Research demonstrates that embryonic stem cells are not an effective resource for treatment and create false hope for a cure, according to a professor from the University of Milan, in Italy.

“This situation helps to nourish the uncritical mentality that demonizes any attempt at regulation as anti-scientific and against progress. Moreover, ‘stem’ has become a sort of magic word that gives added value to everything from cosmetics to the most absurd therapeutic ideas,” said professor Augusto Pessina of the University of Milan.

The professor's remarks were published in a June 14 article in the Vatican daily, L’Osservatore Romano.

In May of this year, the German government ordered the closure of the XClinic, which provided treatment for cerebral palsy, Parkinson’s and spinal cord conditions, after an 18-month-old baby died in October of 2010 from an injection of embryonic stem cells into the brain.

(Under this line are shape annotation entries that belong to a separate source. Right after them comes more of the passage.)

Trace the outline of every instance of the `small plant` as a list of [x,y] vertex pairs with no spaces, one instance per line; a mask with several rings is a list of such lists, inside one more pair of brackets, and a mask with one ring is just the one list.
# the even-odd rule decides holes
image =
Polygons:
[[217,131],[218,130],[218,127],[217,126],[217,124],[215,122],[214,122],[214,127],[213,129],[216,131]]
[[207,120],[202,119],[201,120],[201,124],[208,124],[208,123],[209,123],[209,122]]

A few months earlier, a 10-year-old child was left severely disabled after undergoing a similar procedure.

Pessina pointed to these cases in his article titled, “Hope is not nourished by lies.”

“There is a lot of false information and lies in stem cell biomedicine, whether about biological knowledge or clinical applications,” he said.

He noted that one can find hundreds of sites on the internet that make “unrealistic promises” to cure “almost any pathology” with “at best therapies that have not been approved or that in other cases are useless or even dangerous to one’s health.”

The Committee for Advanced Therapies in Europe has already warned that this phenomenon “contributes to the discrediting of proper scientific research carried out in accord with ethical norms,” such as research with umbilical cord stem cells, which have been shown to be effective in various therapies.

Pessina said “correct and honest information” is urgently needed to prevent more unethical cases.
He went on to denounce the media for uncritically applauding procedures that have not been verified, thus causing biomedical information to be poorly received and “generating in patients and family members unfounded hopes and bitter disappointments.”

“Lies must not be used to raise the hopes of the sick,” he warned. 

On the other hand, he pointed to the case of France, where several days ago research with embryonic stem cells was prohibited despite protests that called the decision obscurantist and contrary to freedom of research.

“In biological research today—where the principle that whatever can be technically done is licit seems to rule—the French law represents a courageous move that seeks to defend the dignity of the human person,” Pessina stated.